GARTHWILSON wrote:
Using a data stack [...] I wonder how the ZP memory maps might be different in the Apple II and Commodore if their kernels had taken advantage of this.
It's easy to imagine that, as time went on, new features got added piecemeal -- and the list of z-pg requirements just grew and grew. A unified organization such as a stack might've largely avoided that. IOW a new design needn't include the horrible congestion seen in old designs.
Quote:
full address decoding [...] would reduce the maximum clock speed, unless I resorted to programmable logic.
As I said, each case needs to be examined individually. To decode z-pg, what you need is a big, wide OR (or NOR) gate. Some systems
have programmable logic, and a big, wide OR/NOR is no problem. Other systems -- those using slower memory, peripherals and clock -- have less demanding timing margins, and it's OK to replace that big gate with some SSI equivalent circuit. You'll still benefit from the reduced cycle count of I/O in z-pg. But I admit programmable logic may be the only answer if you're pushing for maximum clock rates.
One very tidy decoding solution is the
74ALS679 -- a configurable 13-input gate which has no trouble in plunking the 16 registers of a VIA, for instance, into z-pg for you. It can easily be configured as big, wide NOR (but it won't achieve 8.5ns max prop delay). Another way to get a wide NOR (14-input) is with both sections of a
74F260 feeding into an 'ACT138 (only one output would be used). Or a 74FCT521 might serve as part of the scheme.
Quote:
my workbench computer would lose 76 bytes of ZP
Well,
nothing says all the I/O has to be mapped to z-pg. You could map some of the less critical devices elsewhere -- and, if the "elsewhere" location is judiciously chosen, there'll be
zero added complexity in the decode circuitry. A 50:50 split between Page 0 and Page 2 works nicely, for example. The circuit is virtually identical to that required for putting it all in pg 0.
FWIW, my own experience is with
my workbench computer -- the
Kimklone.
It has a Rockwell 'C02 running at 5 MHz, and the I/O decoding uses a 74HC679. There are three VIA's (48 bytes total) mapped into z-pg, and I have oodles of space left over since the only other thing in z-pg is the Forth data stack.
Quote:
your substitute code was of course covering all (or most of, since it did not preserve P) the bases, but we usually try approach the code in a way that needs less of that.

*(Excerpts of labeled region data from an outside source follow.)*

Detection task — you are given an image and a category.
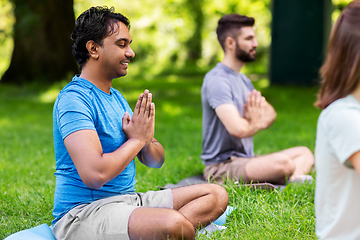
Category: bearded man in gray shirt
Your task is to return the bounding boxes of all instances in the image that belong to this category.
[201,14,314,184]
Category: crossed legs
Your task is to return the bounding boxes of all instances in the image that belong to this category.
[245,147,314,184]
[128,184,228,240]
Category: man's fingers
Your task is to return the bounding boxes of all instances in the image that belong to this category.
[145,93,152,117]
[134,93,144,116]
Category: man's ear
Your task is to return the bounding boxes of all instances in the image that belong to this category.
[225,37,236,51]
[86,40,99,59]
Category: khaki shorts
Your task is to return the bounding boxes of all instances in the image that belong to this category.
[53,189,173,240]
[204,157,251,183]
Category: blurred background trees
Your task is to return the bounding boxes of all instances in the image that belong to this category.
[0,0,350,83]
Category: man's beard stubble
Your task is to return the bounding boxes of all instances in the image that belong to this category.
[235,43,256,62]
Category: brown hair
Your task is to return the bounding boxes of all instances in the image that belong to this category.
[314,0,360,109]
[216,13,255,51]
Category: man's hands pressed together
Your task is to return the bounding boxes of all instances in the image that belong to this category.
[244,89,265,130]
[122,90,165,168]
[122,90,155,146]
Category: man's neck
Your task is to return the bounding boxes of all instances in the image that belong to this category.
[221,54,245,73]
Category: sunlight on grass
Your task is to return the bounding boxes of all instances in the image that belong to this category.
[0,117,11,129]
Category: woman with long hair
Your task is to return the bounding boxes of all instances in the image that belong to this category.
[315,0,360,239]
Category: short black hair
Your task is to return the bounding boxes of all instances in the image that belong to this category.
[71,6,130,69]
[216,13,255,51]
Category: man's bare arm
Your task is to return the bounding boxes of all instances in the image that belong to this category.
[64,90,163,189]
[261,100,277,129]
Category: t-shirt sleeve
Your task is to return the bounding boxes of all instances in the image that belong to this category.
[327,108,360,163]
[206,76,234,109]
[57,92,96,140]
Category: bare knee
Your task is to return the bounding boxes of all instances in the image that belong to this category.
[164,211,195,239]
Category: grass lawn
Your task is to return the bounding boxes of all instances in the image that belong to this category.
[0,76,320,239]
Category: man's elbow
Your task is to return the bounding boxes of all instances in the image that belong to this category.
[80,174,105,189]
[145,158,165,168]
[228,129,252,138]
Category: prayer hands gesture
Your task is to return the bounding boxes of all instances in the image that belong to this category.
[244,89,266,129]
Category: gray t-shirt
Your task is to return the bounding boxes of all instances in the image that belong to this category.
[201,63,254,165]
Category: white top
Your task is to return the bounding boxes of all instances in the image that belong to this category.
[315,95,360,240]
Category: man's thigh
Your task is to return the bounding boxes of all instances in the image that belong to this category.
[204,157,252,183]
[245,151,296,184]
[53,190,172,240]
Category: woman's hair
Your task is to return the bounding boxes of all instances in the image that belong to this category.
[71,6,130,69]
[314,0,360,109]
[216,13,255,51]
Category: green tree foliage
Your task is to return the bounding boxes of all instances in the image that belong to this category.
[1,0,77,84]
[74,0,271,74]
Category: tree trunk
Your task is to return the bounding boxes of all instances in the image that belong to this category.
[186,0,204,64]
[1,0,78,84]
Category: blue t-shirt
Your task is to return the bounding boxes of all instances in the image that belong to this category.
[53,76,135,225]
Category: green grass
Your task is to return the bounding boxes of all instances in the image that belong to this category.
[0,76,319,239]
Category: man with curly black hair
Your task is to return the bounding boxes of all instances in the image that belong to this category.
[52,7,228,240]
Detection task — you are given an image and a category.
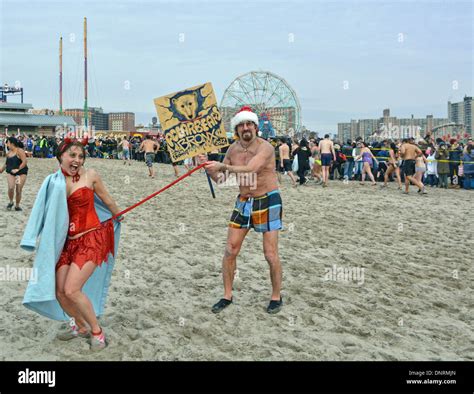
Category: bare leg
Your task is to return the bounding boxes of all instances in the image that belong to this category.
[222,227,249,300]
[7,174,15,203]
[383,166,393,186]
[364,163,376,185]
[287,171,296,186]
[64,261,100,332]
[263,231,282,301]
[405,175,423,190]
[15,175,26,207]
[56,265,87,333]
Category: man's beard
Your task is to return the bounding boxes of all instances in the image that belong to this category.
[242,131,253,142]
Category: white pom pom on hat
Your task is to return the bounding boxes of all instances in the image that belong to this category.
[230,106,258,131]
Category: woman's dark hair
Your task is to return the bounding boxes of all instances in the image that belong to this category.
[299,138,308,148]
[56,140,86,163]
[7,137,20,148]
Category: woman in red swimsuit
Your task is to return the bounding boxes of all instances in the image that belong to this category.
[56,140,119,350]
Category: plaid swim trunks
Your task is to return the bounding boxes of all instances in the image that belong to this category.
[229,189,283,233]
[145,152,155,167]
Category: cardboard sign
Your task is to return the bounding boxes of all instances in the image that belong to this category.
[154,82,229,162]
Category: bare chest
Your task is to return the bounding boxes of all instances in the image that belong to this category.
[230,147,257,166]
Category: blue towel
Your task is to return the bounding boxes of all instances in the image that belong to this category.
[20,170,120,320]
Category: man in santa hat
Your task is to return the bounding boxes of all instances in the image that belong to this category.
[200,107,283,313]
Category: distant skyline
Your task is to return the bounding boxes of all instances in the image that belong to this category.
[0,0,474,133]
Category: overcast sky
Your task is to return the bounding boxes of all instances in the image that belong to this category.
[0,0,474,132]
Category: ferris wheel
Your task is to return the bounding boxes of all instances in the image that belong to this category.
[220,71,301,138]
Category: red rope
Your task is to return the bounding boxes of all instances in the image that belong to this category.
[111,162,207,220]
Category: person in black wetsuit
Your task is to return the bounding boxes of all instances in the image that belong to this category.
[0,137,28,211]
[293,138,311,185]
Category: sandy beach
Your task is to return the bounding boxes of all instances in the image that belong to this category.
[0,159,474,361]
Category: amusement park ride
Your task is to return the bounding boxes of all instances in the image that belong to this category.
[0,84,23,104]
[220,71,301,138]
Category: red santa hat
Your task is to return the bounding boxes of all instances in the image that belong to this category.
[230,106,258,131]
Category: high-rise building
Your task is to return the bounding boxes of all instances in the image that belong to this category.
[448,96,473,136]
[109,112,135,132]
[338,109,448,141]
[64,107,109,130]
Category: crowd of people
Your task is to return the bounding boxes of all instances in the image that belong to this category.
[270,134,474,194]
[0,132,474,211]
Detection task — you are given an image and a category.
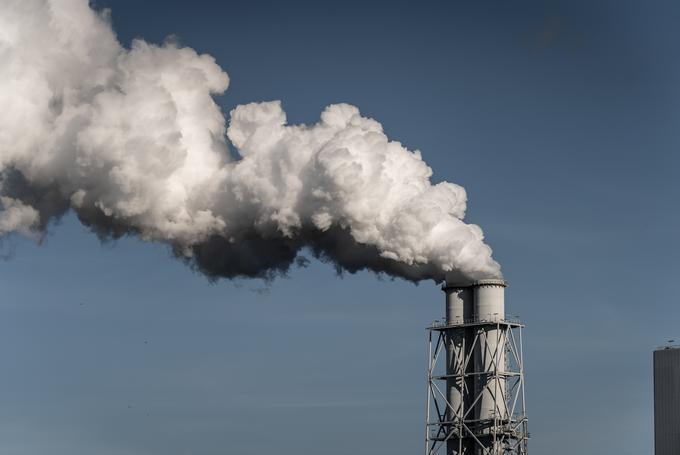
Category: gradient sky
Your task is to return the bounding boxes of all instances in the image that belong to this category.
[0,0,680,455]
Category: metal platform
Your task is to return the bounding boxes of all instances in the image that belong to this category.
[425,319,529,455]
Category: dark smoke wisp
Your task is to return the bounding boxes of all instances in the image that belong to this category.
[0,0,500,281]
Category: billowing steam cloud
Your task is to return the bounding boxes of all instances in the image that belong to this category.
[0,0,500,281]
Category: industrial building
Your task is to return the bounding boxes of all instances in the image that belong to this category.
[425,279,532,455]
[654,346,680,455]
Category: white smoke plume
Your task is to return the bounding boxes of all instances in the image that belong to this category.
[0,0,500,281]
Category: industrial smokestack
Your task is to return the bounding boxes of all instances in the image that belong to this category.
[425,279,528,455]
[0,0,501,282]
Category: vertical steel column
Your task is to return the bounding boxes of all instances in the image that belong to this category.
[425,280,529,455]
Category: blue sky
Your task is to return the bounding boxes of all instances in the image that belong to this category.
[0,0,680,455]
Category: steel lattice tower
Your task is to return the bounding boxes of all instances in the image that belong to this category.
[425,280,529,455]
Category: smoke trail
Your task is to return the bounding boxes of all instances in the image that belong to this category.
[0,0,500,281]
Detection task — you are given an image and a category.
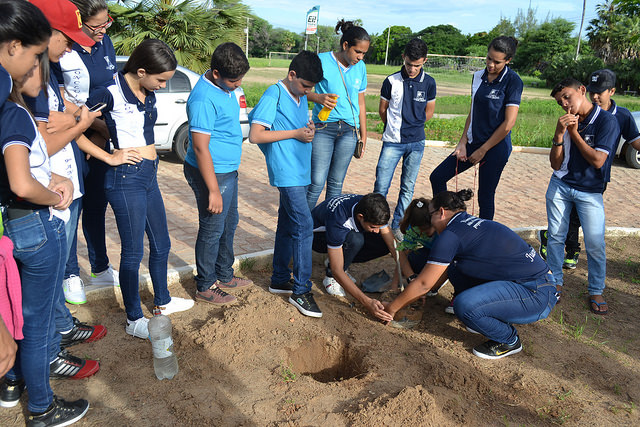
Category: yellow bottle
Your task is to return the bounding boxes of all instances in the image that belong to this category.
[318,95,338,122]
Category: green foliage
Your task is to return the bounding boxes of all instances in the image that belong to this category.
[513,18,575,74]
[109,0,248,72]
[416,24,467,55]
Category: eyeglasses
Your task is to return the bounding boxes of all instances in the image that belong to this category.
[82,14,113,33]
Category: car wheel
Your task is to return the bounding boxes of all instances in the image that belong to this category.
[173,125,189,163]
[625,144,640,169]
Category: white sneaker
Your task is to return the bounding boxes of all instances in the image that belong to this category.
[124,317,149,339]
[322,276,347,297]
[89,264,120,286]
[157,297,195,316]
[62,274,87,304]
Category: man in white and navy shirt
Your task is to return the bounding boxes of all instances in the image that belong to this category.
[373,38,436,240]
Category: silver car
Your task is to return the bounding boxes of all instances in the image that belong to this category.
[116,56,249,161]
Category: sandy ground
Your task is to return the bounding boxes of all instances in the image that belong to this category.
[0,237,640,426]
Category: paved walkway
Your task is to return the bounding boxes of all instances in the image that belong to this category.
[78,140,640,278]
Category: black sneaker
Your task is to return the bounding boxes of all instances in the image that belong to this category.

I agree that if we're careful then we need "less of that." I had mixed feelings about including PHA & PLA in my code examples. Still, your SPI code snippet can run
a lot faster if the bits being banged are mapped to z-page. (Edit: also expect further improvements in the posts to follow.)
Code:
SEND_BYT:
; save 3~; don't PHA
CLK_DN ; save 3~; RMB z-pg replaces LDA #1 and TRB abs. (details in Garth's post below)
; save 2~; don't TSX
; save 2~; don't LDA #2
FOR_Y 8, DOWN_TO, 0 ;
ASL A ; save 5~; ASL abs,X is 7~ but ASL A is only 2~
IF_C_CLR ;
RMB VIA3PB ; save 1~. RMB z-pg replaces TRB abs.
ELSE_ ;
SMB VIA3PB ; save 1~. SMB z-pg replaces TSB abs.
END_IF
CLK_HI_PULSE ; save 2~. INC DEC are each 1~ faster for z-pg than for abs.
NEXT_Y ;
; save 4~; don't PLA
RTS ;
The speedup we see here is from shorter instructions, from not having to push/pop A, and from not having a bit mask held in A. I hope I'm correct in assuming CLK_HI_PULSE assembles an INC abs followed by DEC abs (or vice versa).
FWIW, it's possible to optimize away use of Y as a loop counter, but that's not pertinent to I/O in z-pg so I'll leave it alone. BTW I sure do like the structured macros!
cheers
Jeff
[Edit for clarity, and better understanding of the CLK_DN macro. Tweak code comments and emphasize the split-I/O-area option.]